Au total, le texte de Jean-Yves Mas se situe dans le prolongement de ce qui peut être appelé « la doxa des SES » qui fait de la pédagogie inductive la pierre angulaire de l’enseignement des SES. Face à cette tradition, nous proposons de prendre en compte les travaux en sciences de l’éducation qui remettent en cause les pédagogies invisibles et les réflexions sur la didactique des SES. Former les élèves à des savoirs rigoureux et ambitieux fondés sur les acquis de la science économique, de la sociologie et de la science politique, respecter la neutralité axiologique, favoriser l’autonomie intellectuelle dans le cadre d’apprentissages explicitement mis en œuvre, nous semble être l’optique dans laquelle l’enseignement des SES doit être assuré.
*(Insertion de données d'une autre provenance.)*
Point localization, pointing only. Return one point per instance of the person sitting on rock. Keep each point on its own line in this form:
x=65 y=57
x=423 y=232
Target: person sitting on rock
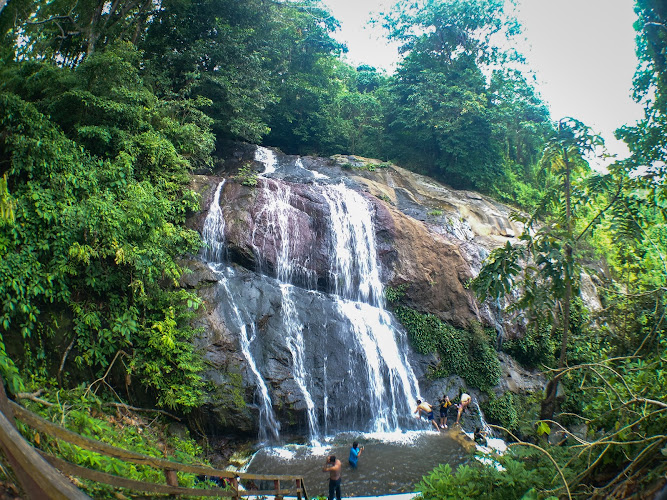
x=465 y=402
x=479 y=436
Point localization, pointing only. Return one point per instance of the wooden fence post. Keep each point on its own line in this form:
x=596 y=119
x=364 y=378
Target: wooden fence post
x=38 y=478
x=298 y=489
x=171 y=477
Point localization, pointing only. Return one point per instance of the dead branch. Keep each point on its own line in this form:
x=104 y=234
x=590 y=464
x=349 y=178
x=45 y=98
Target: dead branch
x=134 y=408
x=34 y=396
x=104 y=377
x=531 y=445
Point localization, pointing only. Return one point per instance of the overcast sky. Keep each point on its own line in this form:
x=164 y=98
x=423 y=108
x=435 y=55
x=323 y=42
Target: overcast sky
x=582 y=52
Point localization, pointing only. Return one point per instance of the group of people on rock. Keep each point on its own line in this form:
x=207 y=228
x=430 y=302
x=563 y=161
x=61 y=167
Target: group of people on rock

Les actuels programmes se situent dans cette perspective. Ils peuvent être actualisés et amendés, mais l’esprit qui les anime, tant sur le plan scientifique que sur le plan didactique, doit être conservé.

Marion Navarro
Enseignante de SES dans l’académie de Lyon

Margaux Osenda
Enseignante de SES dans l’académie d’Orléans Tours et membre de l’APSES

Bibliographie

  • Supports pédagogiques et inégalités scolaires, sous la direction de Stéphane Bonnéry, La Dispute, collection « L’enjeu scolaire », 2015.
  • Patrick Rayou et Elisabeth Bautier, Les inégalités d’apprentissages, programmes, pratiques et malentendus scolaires, PUF, collection « Education et société », 2013.
  • Jean-Pierre Astolfi, Eliane Darot, Yvette Ginsburger-Vogel et Jacques Toussaint, Mots clés de la didactique des sciences, éd De Boeck, collection « Pratiques pédagogiques », 2008.